哺乳動物として正常に成長し離乳している証です。人乳にも乳糖は含まれていて、グルコースとガラクトースからなる二糖類で、ラクターゼ(乳頭分解酵素)によってグルコースとガラクトースに分解されます。
このラクターゼは乳児期には分泌されますが、離乳期以後は分泌されなくなります。
この特徴は哺乳動物に共通のもので、日本人を含むアジア人、アフリカ人なども同じように推移します。ラクターゼが分泌されなくなると、腸管が刺激され下痢などの症状を引き起こします。ましてや牛乳のような異種の乳が人体に合うのかも疑問ではあります。
しかし、しばしば離乳期を過ぎてもラクターゼを分泌し続ける人々もいます。
ヨーロッパ人です。
哺乳動物の中でも珍しいその形質は、寒冷地で農作物が育たなく、家畜から採れる乳類を利用しなければならない環境の中その地域で暮らすために突然変異をし、次第にその数を増やし多数派になっていったものと思われます。
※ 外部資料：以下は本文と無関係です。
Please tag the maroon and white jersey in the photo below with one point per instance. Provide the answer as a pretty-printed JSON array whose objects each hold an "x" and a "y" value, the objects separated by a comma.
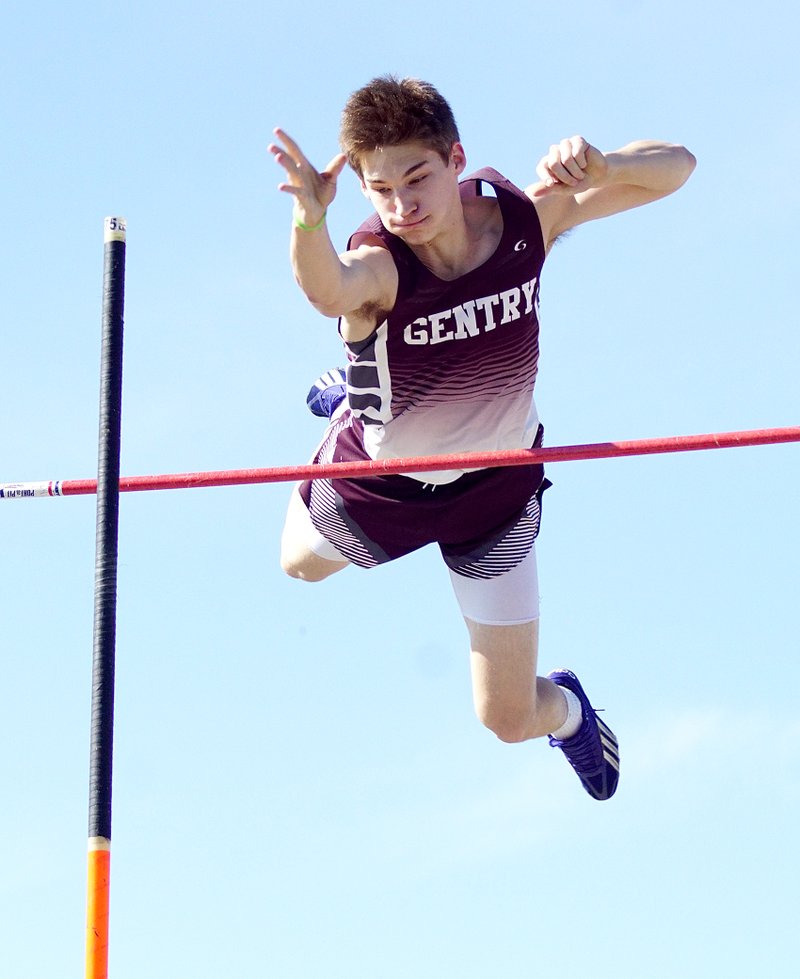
[{"x": 452, "y": 367}]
ヨーロッパ人の多くが乳糖を分解できるようになるのに約6000年以上もかかっているのです。
一般的な栄養指導では、牛乳はバランス栄養食でカルシウムの摂取には適しており、高タンパクで成長期の子供には欠かせないとされています。
例えば日本人の一日のカルシウムの摂取量は600mgとなっています。
欧米では1000mg摂っているのに比べれば、確かに少なく見えます。
しかし少し視点を変えてアジア人やアフリカ人を見てみると、せいぜい一日400mg程度しか摂っていません。
日本人の摂取量が格別少ないわけではないのです。
しかも離乳が成立した後では、乳類からのカルシウムを吸収出来なく、逆に他の食物から摂取したカルシウムも含めて、カルシウムの排泄が促進されるという事実もわかってきました。
牛乳を飲むことで、カルシウムの摂取量は確かに増えるのですが、排泄量がさらに上回ってしまうのです。